British pastry purveyor adding Cherry Creek location

Pasty Republic will open at 2615 E. 3rd Ave. early next month. (Libby Flood)

The British are coming to Cherry Creek.

Pasty Republic has signed a three-year lease on 750 square feet at 2615 E. 3rd Ave., and owner Matt Cherry said he plans to begin serving up the savory Cornish packages — “basically big empanadas,” in his words — by early September.

“The Cherry Creek neighborhood is a great place for us because of what we do — gourmet fast food,” Cherry said. “Our product is quick, already hot and ready to rock, so it’s a fantastic match for the business community on a tight schedule. It’s an opportunity to market more to office workers.”

The location will join Pasty Republic’s food truck and a storefront along Tennyson Street that has operated since 2014.

The maker of British pasties has operated on Tennyson since 2014. (Pasty Republic)

Pasty Republic’s new site most recently was home to Victoria’s Chocolates, which closed Aug. 10. Cherry said his daughter takes dance classes at Cherry Creek Dance, next door to the site, so he noticed the “for rent” sign and contacted the landlord himself.

Pasties, marketed by the restaurant as “the original handheld meal,” are stuffed, savory pastries with roots in Cornwall, England. They’re made by folding dough around uncooked ingredients and baking the packets.

The business sells 14 varieties of savory pasties, including four breakfast options, all at around $8. The menu also includes dessert pasties and Sweet Action Ice Cream. Cherry said the pasties sold in Cherry Creek will be made at the Berkeley location.

“That’s the model I want to try and grow — one central hub that serves as a main commercial kitchen,” he said. “The business plan here is to take what we’ve done with the food truck and duplicate it with another brick and mortar.”

A Cornish pasty. (Pasty Republic)

Pasties are made by folding dough around uncooked ingredients and baking the packets. (Pasty Republic)

Pasty Republic was founded on Tennyson Street by Jon Walker and Sam Elhindi, who added the “Pasty Bus” within a year, Cherry said. The truck is also stocked with pasties made in Berkeley.

“One of the interesting things about the pasty business is that it’s extremely labor-intensive,” Cherry said. “We hand-lay all our dough, we hand-fold it, we chop all our ingredients — there’s a ton of labor involved.
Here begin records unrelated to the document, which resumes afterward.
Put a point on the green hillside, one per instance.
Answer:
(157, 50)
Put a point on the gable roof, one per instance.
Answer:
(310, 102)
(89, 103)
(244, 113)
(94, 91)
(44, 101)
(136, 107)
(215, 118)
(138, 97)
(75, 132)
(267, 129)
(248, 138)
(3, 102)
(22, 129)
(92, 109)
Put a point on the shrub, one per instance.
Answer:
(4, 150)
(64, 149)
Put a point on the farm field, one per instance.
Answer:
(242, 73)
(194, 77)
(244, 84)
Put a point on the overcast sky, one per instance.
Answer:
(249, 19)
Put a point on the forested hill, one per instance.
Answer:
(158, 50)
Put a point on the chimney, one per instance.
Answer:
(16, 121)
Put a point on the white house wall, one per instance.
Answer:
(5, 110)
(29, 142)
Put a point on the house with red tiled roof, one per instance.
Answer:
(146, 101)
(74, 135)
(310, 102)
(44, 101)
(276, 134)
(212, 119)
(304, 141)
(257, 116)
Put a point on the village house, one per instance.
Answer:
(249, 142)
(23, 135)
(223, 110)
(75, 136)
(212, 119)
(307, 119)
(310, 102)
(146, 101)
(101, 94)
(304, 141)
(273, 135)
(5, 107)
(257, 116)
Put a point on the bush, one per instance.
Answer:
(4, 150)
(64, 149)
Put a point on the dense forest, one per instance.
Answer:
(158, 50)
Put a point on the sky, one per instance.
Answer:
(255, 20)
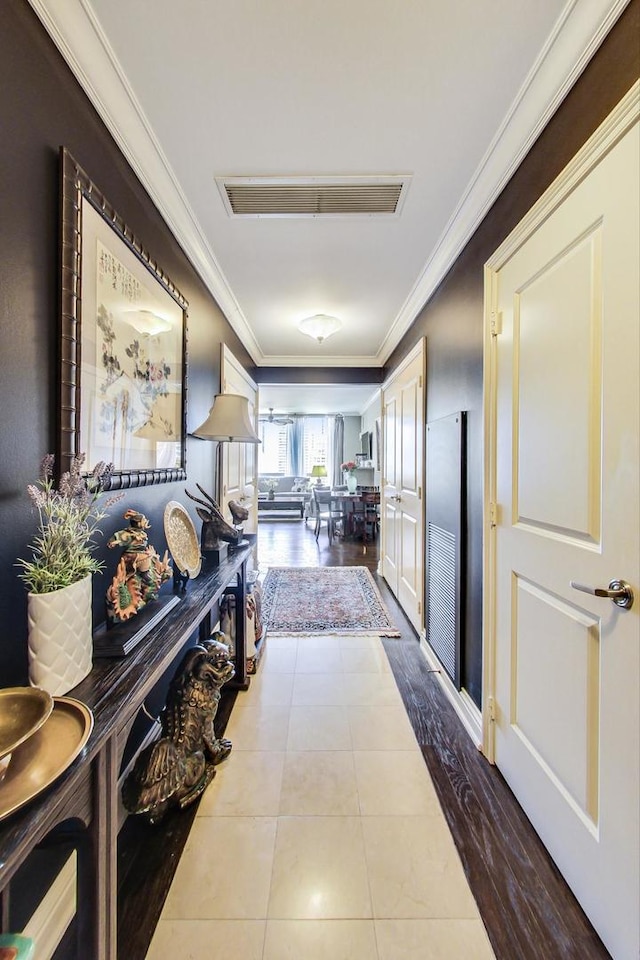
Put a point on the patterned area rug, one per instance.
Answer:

The truck’s been helpful because it’s another revenue source without much more labor investment.”

Cherry, a Lincoln, Nebraska native, moved to Denver for college in 2002 and was a teacher before opening the food truck Matt’s Snack Shack in 2012. He took over Pasty Republic in 2016 when Walker and Elhindi wanted to get out of the business, and is now trying to sell Matt’s Snack Shack.

The “Pasty Bus” launched in 2015. (Pasty Republic)

The truck has helped with the educational side of the business, which Cherry has been honing in on.

“I think (the original owners) ran into some educational problems right away,” Cherry said, adding that Walker comes from England. “Since I took over the business three years ago, I’ve been trying to push it to the next level educationally. The biggest challenge is that people don’t really know about them.”

As far as direct competition, there isn’t much in Denver. Cherry said GB Fish & Chips offers a few kinds of pasties, but that Pasty Republic is the only one “doing it from scratch.” He also said Three Lions Pub had served pasties before it shuttered in January.